Neurogenic stress cardiomyopathy

● impaired cardiac function (reduced ejection fraction) not attributable to underlying coronary artery disease or myocardial abnormalities. May be reversible

● cardiac enzymes (troponin) tend to be lower than expected for the degree of myocardial impairment, distinguishes NSC from acute MI

● putative mechanism: catecholamine surge (possibly in myocardial sympathetic nerves) as a result of hypothalamic stimulation or injury from the SAH

● possible sequelae: hypotension, CHF, arrhythmias… all of which may further exacerbate cerebral ischemia

● peak incidence: 2 days to 2 weeks post-SAH

● risk factors: higher Hunt and Hess grade

● treatment: may include dobutamine (for SBP < 90 and low SVR) and/or milrinone (for SBP > 90 and increased SVR)

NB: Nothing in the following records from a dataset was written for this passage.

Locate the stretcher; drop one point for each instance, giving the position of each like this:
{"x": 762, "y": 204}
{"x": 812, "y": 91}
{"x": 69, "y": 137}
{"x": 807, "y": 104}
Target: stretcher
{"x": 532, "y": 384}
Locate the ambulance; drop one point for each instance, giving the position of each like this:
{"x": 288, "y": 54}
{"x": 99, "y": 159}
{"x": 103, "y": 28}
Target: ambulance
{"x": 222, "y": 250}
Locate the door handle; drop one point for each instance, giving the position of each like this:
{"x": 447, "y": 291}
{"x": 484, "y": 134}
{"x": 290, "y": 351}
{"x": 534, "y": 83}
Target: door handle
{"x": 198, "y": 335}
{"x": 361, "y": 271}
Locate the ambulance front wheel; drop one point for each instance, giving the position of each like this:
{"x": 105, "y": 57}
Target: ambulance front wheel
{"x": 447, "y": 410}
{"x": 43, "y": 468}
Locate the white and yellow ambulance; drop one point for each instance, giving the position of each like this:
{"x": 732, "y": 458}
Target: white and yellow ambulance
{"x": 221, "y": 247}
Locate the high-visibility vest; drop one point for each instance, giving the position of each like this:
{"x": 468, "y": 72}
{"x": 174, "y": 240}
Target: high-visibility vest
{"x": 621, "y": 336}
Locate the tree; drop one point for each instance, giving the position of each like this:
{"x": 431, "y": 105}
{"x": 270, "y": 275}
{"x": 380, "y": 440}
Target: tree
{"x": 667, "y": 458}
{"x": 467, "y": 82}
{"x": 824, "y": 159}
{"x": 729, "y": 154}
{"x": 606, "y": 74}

Older terms: reversible postischemic myocardial dysfunction, neurogenic stunned myocardium. Classically seen in patients following cardiac surgery, and attributed to a defect in troponin-I (TnI).

Some patients may develop myocardial hypokinesis following SAH.

May appear compatible with an MI on echocardiography, yet, troponin levels are typically lower (often < 2.8 ng/ml) than would be predicted given the level of myocardial impairment.

Peak incidence: 2 days to 2 weeks post SAH. The condition reverses completely in most cases within about 5 days as normal myocardial cells replace those with defective TnI. However, ≈ 10% of patients may progress on to an actual MI.

Stroke volume and cardiac output are reduced. Risk factors include higher Hunt Hess grade (> 3), female gender, smoking status, and age.

Hypotension does not always occur since the reduced cardiac output (CO) may be offset by an increase in SVR. However, the reduced CO may impair the ability to tolerate barbiturates administered for cerebral protection during early surgery due to their myocardial suppressant effect. Intraoperative TEE monitoring may be a useful guide for titrating pressors. The reduced CO may also impede the use of hyperdynamic therapy for vasospasm.